WASHINGTON— A federal district court Monday dismissed a lawsuit challenging the historic 2011 settlement agreement between the Center for Biological Diversity and U.S. Fish and Wildlife Service requiring the agency to decide whether to protect 757 imperiled species under the Endangered Species Act. All 757 species had been languishing in bureaucratic limbo without a decision on their fate — many of them for more than two decades. The agreement requires that all receive decisions between 2011 and 2018. So far 138 species have been protected or formally proposed for protection.

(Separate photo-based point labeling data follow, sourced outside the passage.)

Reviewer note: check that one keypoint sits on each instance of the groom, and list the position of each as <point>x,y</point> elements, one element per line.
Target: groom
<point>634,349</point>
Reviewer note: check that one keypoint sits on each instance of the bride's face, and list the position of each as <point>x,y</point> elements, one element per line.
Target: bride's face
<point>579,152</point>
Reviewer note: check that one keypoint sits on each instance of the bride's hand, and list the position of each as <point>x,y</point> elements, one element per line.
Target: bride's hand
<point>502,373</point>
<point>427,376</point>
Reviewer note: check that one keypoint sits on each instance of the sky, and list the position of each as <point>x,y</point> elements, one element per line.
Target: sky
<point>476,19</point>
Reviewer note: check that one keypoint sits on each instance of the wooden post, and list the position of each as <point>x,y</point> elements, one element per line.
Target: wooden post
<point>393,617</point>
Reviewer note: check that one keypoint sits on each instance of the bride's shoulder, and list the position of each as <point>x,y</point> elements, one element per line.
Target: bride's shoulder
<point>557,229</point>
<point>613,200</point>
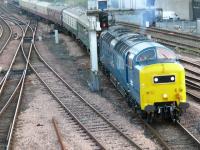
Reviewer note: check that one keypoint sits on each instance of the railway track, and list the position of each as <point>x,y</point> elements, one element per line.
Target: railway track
<point>12,86</point>
<point>185,42</point>
<point>77,110</point>
<point>192,78</point>
<point>5,34</point>
<point>103,133</point>
<point>171,135</point>
<point>176,136</point>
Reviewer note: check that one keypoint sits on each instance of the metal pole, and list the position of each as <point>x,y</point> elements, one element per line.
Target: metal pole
<point>94,77</point>
<point>56,37</point>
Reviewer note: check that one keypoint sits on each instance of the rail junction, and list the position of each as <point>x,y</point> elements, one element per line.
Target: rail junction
<point>101,131</point>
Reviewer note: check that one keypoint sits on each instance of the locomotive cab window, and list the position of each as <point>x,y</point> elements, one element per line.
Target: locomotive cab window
<point>147,55</point>
<point>130,60</point>
<point>164,53</point>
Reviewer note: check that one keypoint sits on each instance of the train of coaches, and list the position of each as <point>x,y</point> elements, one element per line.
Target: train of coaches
<point>146,72</point>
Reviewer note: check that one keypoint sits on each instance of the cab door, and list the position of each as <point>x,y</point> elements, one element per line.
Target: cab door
<point>129,69</point>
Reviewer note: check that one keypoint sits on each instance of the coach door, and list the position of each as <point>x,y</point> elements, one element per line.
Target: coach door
<point>129,68</point>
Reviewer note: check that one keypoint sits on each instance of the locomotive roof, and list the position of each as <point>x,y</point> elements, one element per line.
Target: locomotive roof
<point>57,6</point>
<point>126,40</point>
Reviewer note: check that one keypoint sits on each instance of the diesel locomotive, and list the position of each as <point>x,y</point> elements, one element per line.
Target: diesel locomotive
<point>147,73</point>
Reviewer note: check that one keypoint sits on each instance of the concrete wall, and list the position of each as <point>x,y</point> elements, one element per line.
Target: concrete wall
<point>182,7</point>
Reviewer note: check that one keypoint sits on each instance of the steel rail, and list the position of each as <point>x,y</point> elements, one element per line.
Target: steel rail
<point>81,98</point>
<point>63,105</point>
<point>13,94</point>
<point>1,29</point>
<point>21,90</point>
<point>60,140</point>
<point>157,134</point>
<point>189,133</point>
<point>4,80</point>
<point>9,37</point>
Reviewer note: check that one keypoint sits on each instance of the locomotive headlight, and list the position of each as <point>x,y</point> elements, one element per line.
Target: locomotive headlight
<point>155,79</point>
<point>165,96</point>
<point>172,78</point>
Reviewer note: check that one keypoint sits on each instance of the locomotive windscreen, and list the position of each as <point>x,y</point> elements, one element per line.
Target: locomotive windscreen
<point>164,79</point>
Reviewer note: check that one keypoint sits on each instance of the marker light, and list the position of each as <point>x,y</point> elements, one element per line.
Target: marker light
<point>172,78</point>
<point>165,96</point>
<point>156,79</point>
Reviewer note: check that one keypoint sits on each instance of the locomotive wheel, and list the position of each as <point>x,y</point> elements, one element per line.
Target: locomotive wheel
<point>150,117</point>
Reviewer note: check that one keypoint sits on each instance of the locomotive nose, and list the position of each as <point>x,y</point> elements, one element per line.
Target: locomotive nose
<point>161,83</point>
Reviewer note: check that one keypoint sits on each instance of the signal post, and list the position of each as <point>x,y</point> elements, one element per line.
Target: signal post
<point>94,26</point>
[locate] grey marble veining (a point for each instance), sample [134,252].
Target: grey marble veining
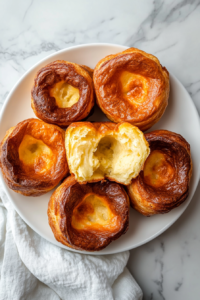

The National Association of Home Builders and other industry groups filed suit to overturn the agreement, arguing that they would be harmed if the Fish and Wildlife Service completed its legally required scientific review of the species’ status. In Monday’s ruling, however, federal Judge Emmet G. Sullivan concluded that fear of the results of a required decision-making process is not a legal basis to stop the process.
“The Endangered Species Act provides ample opportunity for the Home Builders and any other citizen, state or group to participate, comment and even challenge the result of protection decisions,” said Noah Greenwald, director of the Center’s Endangered Species program. “What they can’t do is trample democracy by insisting that the government make no decision at all.”
Today’s ruling — the fourth in a row concluding that anti-environmental groups have no basis for challenging the precedent-setting legal agreement — comes just days after the state of Oklahoma and an oil and gas industry lobby group filed a similar lawsuit.
“The state of Oklahoma should withdraw its hopeless, copycat lawsuit and stop wasting taxpayer money on frivolous grandstanding,” said Greenwald. “The people of Oklahoma deserve leadership and respect for law from their politicians, not expensive, futile gestures to stop legally required scientific reviews.”
The Center’s 2011 species agreement has so far resulted in 108 Endangered Species Act listings, 30 listing proposals, 429 initial positive decisions and about 6 million acres of protected wildlife habitat.
In legal terms, Judge Sullivan ruled that the Home Builders do not have “standing” to challenge the agreement because it does not require that species be protected, only that the long-delayed process of deciding their fate be concluded. The process does not harm the Home Builders in any way. Being unable to demonstrate “harm,” the Home Builders lack the legally required “standing” to bring a lawsuit.